Now we have a little update and picture, courtesy of The Chattanooga Times Free Press. This should settle the matter for Dogsters who couldn’t believe a stubby bulldog could cause such damage to a bumper; As you see from his picture in doggy jail, it turns out the perpetrator is actually a pit-bull mix.
Winston is being held in the McKarney Animal Center, in Chattanooga, while he awaits a court date next week. His owner, Nancy Emerling, received a citation stating that she has a “potentially dangerous dog.” But staff at the animal center said Winston has shown no signs of aggressive behavior, according to the newspaper. And Emerling says he’s normally quite well behaved.
“He has never shown aggression toward people,” she said. “He’s very sweet, very good natured.”
She seemed extremely understanding of the officers using a Taser on her dog.
“I cannot believe they didn’t shoot him,” she said. “I think that the officers showed amazing restraint. They could not have been nicer.”

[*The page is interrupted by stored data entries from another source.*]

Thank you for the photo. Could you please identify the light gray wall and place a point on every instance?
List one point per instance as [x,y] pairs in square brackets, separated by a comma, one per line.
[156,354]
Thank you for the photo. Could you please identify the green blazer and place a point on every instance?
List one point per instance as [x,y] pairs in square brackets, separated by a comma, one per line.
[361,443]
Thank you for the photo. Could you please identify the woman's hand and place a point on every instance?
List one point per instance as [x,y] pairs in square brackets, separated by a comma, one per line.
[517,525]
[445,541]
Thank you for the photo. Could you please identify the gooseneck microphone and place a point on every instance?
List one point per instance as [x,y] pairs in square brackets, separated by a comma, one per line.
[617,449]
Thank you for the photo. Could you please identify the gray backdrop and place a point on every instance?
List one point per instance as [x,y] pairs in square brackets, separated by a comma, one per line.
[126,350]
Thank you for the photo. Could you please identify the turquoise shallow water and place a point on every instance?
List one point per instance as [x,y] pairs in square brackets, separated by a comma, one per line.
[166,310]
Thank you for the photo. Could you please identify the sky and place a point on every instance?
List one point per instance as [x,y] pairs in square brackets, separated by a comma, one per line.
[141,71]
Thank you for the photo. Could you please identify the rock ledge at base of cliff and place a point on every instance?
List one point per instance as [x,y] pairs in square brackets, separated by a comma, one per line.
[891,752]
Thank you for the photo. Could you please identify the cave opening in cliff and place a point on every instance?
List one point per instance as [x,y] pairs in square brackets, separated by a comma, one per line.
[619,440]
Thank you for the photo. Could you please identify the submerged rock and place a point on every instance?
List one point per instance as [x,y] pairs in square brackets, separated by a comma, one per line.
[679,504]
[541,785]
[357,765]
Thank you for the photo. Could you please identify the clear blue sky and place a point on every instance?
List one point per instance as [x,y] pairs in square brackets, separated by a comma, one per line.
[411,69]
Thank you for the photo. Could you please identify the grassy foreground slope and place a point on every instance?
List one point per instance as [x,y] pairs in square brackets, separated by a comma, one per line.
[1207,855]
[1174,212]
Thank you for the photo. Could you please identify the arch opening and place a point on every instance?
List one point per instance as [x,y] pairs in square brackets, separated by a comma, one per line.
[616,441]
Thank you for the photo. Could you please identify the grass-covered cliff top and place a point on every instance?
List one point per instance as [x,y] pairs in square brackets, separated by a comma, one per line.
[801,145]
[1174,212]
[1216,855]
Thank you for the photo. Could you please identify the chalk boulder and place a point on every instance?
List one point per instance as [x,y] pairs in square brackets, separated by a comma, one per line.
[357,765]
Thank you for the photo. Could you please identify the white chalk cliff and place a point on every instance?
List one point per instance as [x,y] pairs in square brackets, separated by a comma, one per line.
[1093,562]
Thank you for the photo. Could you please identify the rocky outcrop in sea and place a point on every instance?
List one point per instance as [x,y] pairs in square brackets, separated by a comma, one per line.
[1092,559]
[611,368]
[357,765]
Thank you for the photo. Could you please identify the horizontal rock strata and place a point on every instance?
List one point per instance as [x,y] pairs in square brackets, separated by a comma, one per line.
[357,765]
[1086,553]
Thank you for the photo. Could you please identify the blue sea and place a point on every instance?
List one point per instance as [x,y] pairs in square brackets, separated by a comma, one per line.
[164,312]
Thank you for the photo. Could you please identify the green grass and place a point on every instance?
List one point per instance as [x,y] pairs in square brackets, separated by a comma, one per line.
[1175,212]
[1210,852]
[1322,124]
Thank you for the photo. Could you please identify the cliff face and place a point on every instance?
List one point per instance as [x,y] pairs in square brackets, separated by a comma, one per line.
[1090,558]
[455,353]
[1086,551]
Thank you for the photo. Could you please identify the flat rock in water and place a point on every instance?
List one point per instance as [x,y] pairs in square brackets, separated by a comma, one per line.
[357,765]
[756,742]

(This is a new one for Dogster. “Taser” and “They could not have been nicer” are strange bedfellows indeed. Maybe Eberling is trying to be respectful of the police because they’ll be showing up at her hearing? Or maybe she doesn’t really understand how a Taser feels, or figures that if her dog didn’t stop chewing the cop car after being Tasered, how bad could it be? A Tasered dog is clearly better than a dead dog, but still…)

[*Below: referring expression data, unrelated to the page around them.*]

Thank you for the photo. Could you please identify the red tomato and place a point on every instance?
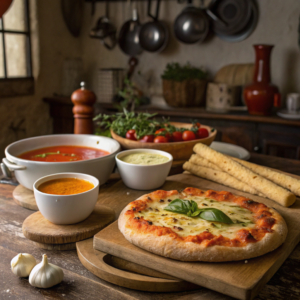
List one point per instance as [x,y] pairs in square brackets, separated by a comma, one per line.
[160,130]
[188,135]
[147,138]
[202,133]
[166,134]
[161,139]
[130,134]
[177,136]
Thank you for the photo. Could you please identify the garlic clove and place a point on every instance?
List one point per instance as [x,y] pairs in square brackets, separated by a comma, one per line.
[22,264]
[45,275]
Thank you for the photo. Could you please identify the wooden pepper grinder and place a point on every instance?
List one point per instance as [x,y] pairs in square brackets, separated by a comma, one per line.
[83,110]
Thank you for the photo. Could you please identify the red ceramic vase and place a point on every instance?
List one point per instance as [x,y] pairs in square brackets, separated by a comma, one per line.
[261,95]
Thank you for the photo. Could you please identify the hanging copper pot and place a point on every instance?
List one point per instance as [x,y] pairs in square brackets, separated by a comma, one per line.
[4,6]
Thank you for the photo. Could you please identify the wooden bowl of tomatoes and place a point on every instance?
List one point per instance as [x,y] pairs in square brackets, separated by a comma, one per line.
[178,143]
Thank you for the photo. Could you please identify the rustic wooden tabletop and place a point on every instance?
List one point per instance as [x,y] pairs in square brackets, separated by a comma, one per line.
[79,283]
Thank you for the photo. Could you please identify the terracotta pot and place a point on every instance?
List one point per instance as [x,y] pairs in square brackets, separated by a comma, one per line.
[261,95]
[179,150]
[4,5]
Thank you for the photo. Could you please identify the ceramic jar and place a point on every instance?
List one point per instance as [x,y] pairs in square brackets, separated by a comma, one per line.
[261,95]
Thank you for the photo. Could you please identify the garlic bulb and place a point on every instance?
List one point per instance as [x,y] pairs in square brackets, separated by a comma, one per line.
[22,264]
[45,275]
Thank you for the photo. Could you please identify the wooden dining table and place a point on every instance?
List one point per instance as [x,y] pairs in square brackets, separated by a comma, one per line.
[79,283]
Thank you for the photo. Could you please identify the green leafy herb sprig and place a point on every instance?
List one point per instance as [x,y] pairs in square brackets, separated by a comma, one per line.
[176,72]
[120,123]
[142,123]
[190,208]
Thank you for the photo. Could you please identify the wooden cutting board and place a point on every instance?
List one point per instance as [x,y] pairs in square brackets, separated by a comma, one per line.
[237,279]
[128,274]
[46,234]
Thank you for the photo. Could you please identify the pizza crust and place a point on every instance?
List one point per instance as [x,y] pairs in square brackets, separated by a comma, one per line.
[188,251]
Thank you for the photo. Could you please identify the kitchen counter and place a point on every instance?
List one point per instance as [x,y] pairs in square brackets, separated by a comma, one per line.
[79,283]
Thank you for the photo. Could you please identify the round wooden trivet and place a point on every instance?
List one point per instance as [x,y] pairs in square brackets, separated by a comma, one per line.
[24,197]
[40,230]
[104,266]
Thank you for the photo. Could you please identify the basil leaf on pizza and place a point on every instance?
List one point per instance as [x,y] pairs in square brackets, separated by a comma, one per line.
[191,209]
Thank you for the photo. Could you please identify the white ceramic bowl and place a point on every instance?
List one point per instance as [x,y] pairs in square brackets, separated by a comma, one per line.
[144,177]
[28,171]
[66,209]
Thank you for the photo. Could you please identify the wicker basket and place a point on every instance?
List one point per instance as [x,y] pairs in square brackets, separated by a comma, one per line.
[190,92]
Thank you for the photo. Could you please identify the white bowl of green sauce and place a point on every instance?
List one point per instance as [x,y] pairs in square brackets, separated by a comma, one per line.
[144,169]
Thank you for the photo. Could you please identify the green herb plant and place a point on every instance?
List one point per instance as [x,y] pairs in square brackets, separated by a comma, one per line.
[176,72]
[120,123]
[142,123]
[190,208]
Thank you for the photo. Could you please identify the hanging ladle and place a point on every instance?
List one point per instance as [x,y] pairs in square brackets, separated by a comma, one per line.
[105,30]
[154,35]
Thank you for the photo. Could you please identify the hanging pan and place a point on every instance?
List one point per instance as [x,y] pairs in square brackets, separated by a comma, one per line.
[154,35]
[192,25]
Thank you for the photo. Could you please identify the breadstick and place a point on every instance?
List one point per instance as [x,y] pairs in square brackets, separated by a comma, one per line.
[198,160]
[284,180]
[266,187]
[220,177]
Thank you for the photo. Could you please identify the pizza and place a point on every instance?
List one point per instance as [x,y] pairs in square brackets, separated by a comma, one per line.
[197,225]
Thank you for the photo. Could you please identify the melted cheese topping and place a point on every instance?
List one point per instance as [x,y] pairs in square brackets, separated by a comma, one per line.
[184,225]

Until the car incidents, the only object Winston had ever showed this odd behavior toward was lawn-mowing equipment, she said.
Maybe Winston has a thing against objects with wheels? According to an article on the blog, That Mutt, this is not an uncommon problem:
Many dogs have issues with wheels bikes, Rollerblades, strollers, wagons, scooters, motorcycles, wheelchairs, skateboards, even cars.

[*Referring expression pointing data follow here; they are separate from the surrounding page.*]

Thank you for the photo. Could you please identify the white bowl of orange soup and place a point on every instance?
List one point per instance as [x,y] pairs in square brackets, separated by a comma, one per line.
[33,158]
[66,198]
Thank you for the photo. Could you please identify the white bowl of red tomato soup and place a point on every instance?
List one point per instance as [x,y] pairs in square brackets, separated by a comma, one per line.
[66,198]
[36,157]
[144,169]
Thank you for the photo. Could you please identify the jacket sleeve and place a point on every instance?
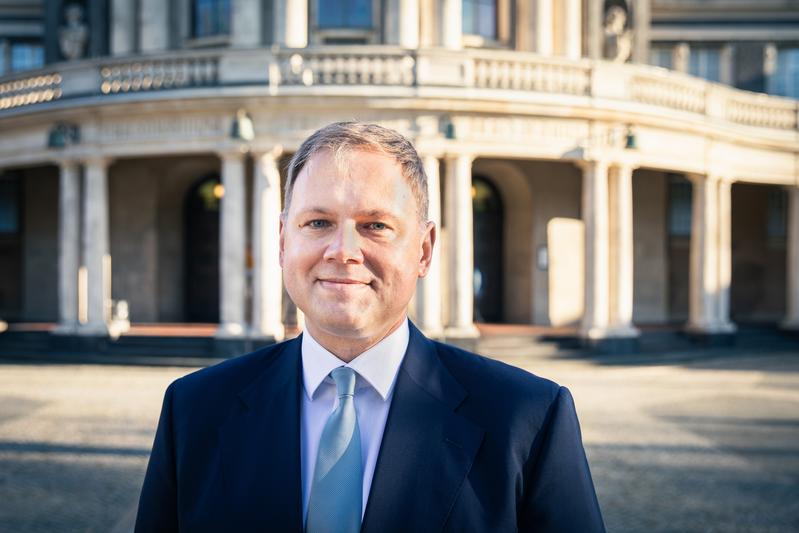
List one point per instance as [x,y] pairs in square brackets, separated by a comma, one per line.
[158,500]
[559,493]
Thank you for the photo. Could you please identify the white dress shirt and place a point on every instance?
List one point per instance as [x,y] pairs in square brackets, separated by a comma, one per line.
[376,373]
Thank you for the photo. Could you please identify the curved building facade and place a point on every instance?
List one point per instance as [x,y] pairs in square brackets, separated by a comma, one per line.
[582,171]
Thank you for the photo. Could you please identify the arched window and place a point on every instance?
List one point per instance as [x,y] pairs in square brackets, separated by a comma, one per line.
[480,18]
[210,18]
[344,14]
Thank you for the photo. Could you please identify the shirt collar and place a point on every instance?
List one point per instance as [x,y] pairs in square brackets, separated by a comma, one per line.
[378,365]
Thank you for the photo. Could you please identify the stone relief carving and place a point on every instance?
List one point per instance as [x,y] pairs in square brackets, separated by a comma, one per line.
[74,34]
[618,37]
[163,128]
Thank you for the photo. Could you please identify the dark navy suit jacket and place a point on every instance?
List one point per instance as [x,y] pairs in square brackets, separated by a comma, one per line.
[470,444]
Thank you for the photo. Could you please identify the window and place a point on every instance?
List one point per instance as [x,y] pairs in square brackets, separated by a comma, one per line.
[777,208]
[705,63]
[660,56]
[211,17]
[784,81]
[679,207]
[480,18]
[344,14]
[26,56]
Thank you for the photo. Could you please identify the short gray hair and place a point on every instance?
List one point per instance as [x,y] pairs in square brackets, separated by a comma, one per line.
[343,137]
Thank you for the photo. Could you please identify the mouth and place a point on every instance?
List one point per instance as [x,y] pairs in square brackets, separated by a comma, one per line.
[342,283]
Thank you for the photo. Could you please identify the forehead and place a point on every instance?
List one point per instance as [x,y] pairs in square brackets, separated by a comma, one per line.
[357,174]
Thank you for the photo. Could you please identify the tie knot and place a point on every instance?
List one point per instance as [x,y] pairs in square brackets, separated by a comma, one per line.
[345,381]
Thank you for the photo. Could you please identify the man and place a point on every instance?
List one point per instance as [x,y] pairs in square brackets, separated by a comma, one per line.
[362,423]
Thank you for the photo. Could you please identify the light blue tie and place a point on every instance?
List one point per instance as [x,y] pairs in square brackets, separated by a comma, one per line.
[336,491]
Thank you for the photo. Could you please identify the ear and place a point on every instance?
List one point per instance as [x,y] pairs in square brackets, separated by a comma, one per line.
[282,237]
[428,242]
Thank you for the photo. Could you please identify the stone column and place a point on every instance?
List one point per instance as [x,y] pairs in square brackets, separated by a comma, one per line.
[595,219]
[231,247]
[245,23]
[267,295]
[291,23]
[460,248]
[409,23]
[710,257]
[68,246]
[703,265]
[428,291]
[544,16]
[724,190]
[123,27]
[452,24]
[642,15]
[572,29]
[95,245]
[621,251]
[792,273]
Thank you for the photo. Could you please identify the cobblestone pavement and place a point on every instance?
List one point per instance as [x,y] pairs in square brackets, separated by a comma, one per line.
[709,444]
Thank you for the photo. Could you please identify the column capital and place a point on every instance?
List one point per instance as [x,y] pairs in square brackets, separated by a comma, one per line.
[261,152]
[233,151]
[97,160]
[454,156]
[590,165]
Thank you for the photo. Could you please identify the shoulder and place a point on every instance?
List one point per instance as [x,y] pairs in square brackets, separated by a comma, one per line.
[498,391]
[476,372]
[215,383]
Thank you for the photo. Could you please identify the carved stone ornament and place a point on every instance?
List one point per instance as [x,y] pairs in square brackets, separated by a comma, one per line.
[618,38]
[73,35]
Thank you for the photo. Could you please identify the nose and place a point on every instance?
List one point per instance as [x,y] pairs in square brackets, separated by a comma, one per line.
[345,245]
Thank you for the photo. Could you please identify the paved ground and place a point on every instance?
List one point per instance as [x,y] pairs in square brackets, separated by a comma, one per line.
[706,444]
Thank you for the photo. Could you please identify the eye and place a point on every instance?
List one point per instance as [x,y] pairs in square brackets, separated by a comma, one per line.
[318,224]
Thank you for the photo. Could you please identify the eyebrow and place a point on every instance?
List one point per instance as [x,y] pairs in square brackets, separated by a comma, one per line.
[373,213]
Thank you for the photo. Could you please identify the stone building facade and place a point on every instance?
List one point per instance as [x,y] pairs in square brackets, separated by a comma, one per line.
[581,171]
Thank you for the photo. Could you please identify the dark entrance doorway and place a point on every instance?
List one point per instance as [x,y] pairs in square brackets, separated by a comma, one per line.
[10,247]
[202,250]
[488,250]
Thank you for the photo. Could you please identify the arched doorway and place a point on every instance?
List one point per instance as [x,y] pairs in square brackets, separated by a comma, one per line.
[202,250]
[488,252]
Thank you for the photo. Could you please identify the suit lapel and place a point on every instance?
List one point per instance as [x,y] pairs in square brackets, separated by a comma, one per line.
[260,446]
[427,448]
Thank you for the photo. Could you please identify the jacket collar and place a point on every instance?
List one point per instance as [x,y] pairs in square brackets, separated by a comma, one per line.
[425,456]
[427,449]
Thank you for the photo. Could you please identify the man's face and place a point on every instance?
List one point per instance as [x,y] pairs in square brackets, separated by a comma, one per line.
[352,245]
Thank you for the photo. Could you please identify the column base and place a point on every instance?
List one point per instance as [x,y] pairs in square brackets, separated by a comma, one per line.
[790,325]
[611,339]
[711,328]
[65,328]
[712,335]
[462,332]
[274,334]
[96,329]
[230,330]
[433,332]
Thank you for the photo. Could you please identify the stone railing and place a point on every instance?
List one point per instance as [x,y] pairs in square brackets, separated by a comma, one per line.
[667,89]
[159,73]
[760,110]
[28,90]
[530,73]
[378,69]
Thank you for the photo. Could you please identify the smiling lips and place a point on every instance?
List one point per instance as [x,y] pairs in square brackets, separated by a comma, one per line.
[340,282]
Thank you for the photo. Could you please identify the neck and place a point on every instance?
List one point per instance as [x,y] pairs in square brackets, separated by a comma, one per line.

No matter how inappropriately your dog acts around bikes, she is most likely acting out of fear and uncertainty. Dogs often act aggressively when they are afraid. So if your dog is lunging and barking, she isnt macho, she is insecure.
The article goes on to delineate tips on how to get a dog used to wheeled objects. With his court date coming up next week, perhaps someone should give the article to Winston to read. It could prove helpful, and it will give him something to do in jail, too. Or maybe Emerling can read it and promise to seek help for the guy. If Tasers and pepper spray couldn’t stop him, he probably needs more than an article to get him past this behavior.
We’ll keep you posted. In the meantime, try not to bring your lawn mower or car into the McKarney Animal Center.